En 2024, la juge fédérale Ailleen Cannon, alliée du président Donald Trump, a classé les poursuites liées aux documents classifiés de Mar-a-Lago contre le président, une affaire pénale portant sur le vol présumé et l'utilisation abusive de documents d'État classifiés après son premier mandat. Ses détracteurs affirment que Cannon a sans conteste rendu un immense service à Trump, en donnant raison aux avocats de la défense qui soutenaient que le conseiller spécial Jack Smith, qui avait déposé les charges, avait été illégalement nommé par le ministère de la Justice.
En mai, elle a ensuite bloqué la publication des dossiers créés par Smith et son équipe. Des organisations à but non lucratif ont depuis fait appel de la décision de Cannon bloquant la divulgation de ces dossiers, au nom de la liberté d'expression et de la lutte contre la corruption gouvernementale, afin d'empêcher la juge de détruire le Volume II de l'enquête.
Mais un élément vient compliquer la tentative de l'équipe Trump d'enterrer l'enquête de Smith. Carmen Mercedes Lineberger, 62 ans, ancienne procureure adjointe principale des États-Unis dans le district Sud, aurait tenté d'envoyer par e-mail les documents pertinents de l'enquête accablante contre Trump à sa propre adresse e-mail — et le DOJ politisé de Trump est toujours en colère.
« Le DOJ, que Donald Trump contrôle, a demandé à une juge qui avait classé les poursuites liées aux documents classifiés de Mar-a-Lago du président d'"envisager des mesures supplémentaires" après qu'un ancien avocat du gouvernement a été inculpé pour avoir volé le rapport jamais rendu public de l'ex-conseiller spécial Jack Smith sur l'enquête », rapporte Law and Crime.
Le DOJ ne souhaite pas que les détails de cette affaire soient rendus publics, et il a annoncé un acte d'accusation contre Lineberger en mai.

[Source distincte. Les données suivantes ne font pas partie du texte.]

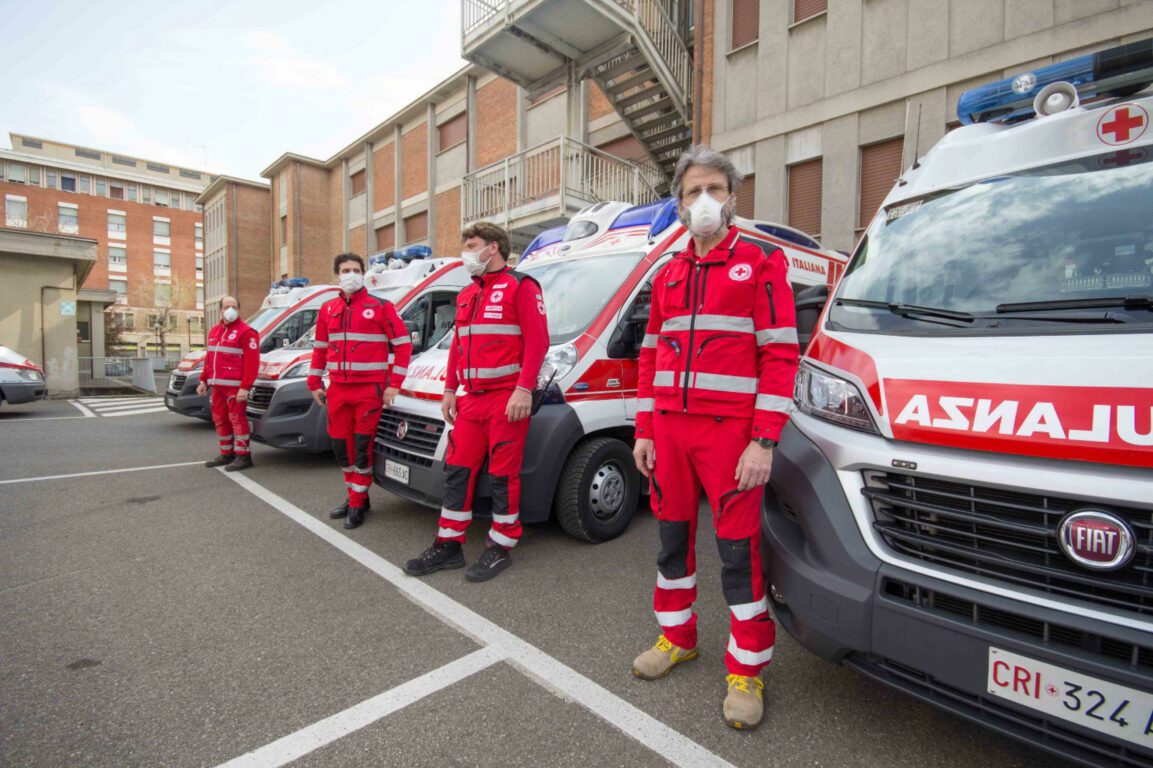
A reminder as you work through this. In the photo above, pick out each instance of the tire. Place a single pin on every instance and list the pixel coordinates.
(598, 490)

« La défenderesse a dissimulé ses actes en sauvegardant des copies électroniques des documents gouvernementaux en question sous des noms de fichiers trompeurs, "recette de gâteau au chocolat" et "recette de bundt cake", avant de les transmettre électroniquement à ses comptes e-mail personnels », a allégué le DOJ de Trump en mai. « En ce qui concerne le rapport du DOJ, l'acte d'accusation allègue en outre que la défenderesse a agi en sachant que sa transmission du document en dehors du DOJ violait directement l'ordonnance du tribunal et entravait la bonne administration des poursuites pénales sous-jacentes. »
Toujours en colère lundi, apparemment, le DOJ de Trump a demandé à l'alliée approuvée de Trump au tribunal fédéral de sévir contre Lineberger, alléguant auprès de Cannon que ses crimes constituent également une violation de l'ordonnance du tribunal de Cannon instaurant une injonction qui protège Trump des informations embarrassantes de Smith depuis le début de 2025 et du second mandat de Trump en tant que président.

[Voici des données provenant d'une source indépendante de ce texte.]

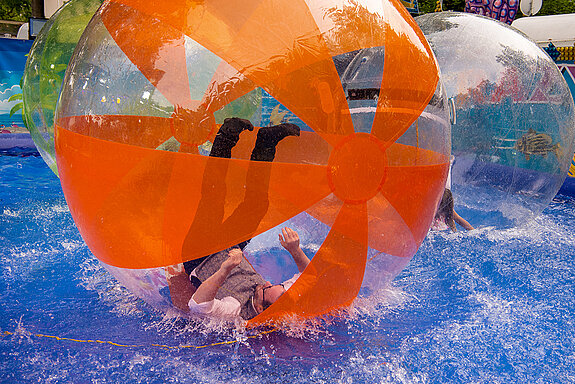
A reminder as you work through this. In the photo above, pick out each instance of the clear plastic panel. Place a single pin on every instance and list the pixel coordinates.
(515, 120)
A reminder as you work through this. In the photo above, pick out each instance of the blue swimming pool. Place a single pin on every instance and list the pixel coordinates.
(486, 306)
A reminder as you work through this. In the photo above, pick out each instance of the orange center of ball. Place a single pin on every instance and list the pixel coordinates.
(357, 168)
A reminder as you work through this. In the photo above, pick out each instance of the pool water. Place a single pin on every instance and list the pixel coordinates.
(487, 306)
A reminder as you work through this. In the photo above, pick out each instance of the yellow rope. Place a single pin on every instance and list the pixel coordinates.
(7, 333)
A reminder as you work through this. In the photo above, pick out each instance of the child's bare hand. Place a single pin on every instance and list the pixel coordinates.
(234, 259)
(289, 239)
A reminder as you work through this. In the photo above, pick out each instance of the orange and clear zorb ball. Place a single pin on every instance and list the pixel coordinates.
(150, 86)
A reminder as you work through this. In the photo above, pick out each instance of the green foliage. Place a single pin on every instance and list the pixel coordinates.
(16, 10)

« Cette notification est fournie pour divulguer cette violation présumée de l'ordonnance par un ancien employé du ministère de la Justice afin de permettre à cet honorable tribunal d'envisager des mesures supplémentaires et des sanctions jugées appropriées », indique le document déposé.

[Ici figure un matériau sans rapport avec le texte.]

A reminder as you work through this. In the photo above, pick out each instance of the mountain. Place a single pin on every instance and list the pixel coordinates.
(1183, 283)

« Cette notification est fournie pour divulguer cette violation présumée de l'ordonnance par un ancien employé du ministère de la Justice afin de permettre à cet honorable tribunal d'envisager des mesures supplémentaires et des sanctions jugées appropriées », font valoir les avocats.
C'est à Cannon d'agir — mais si elle le fait, ce sera une gifle ironique pour un prétendu voleur de documents qui aurait dérobé des dossiers liés à la propre affaire de vol de documents de Trump.
« Lineberger a plaidé non coupable des charges de vol, d'altération de documents et de dissimulation », rapporte Law and Crime.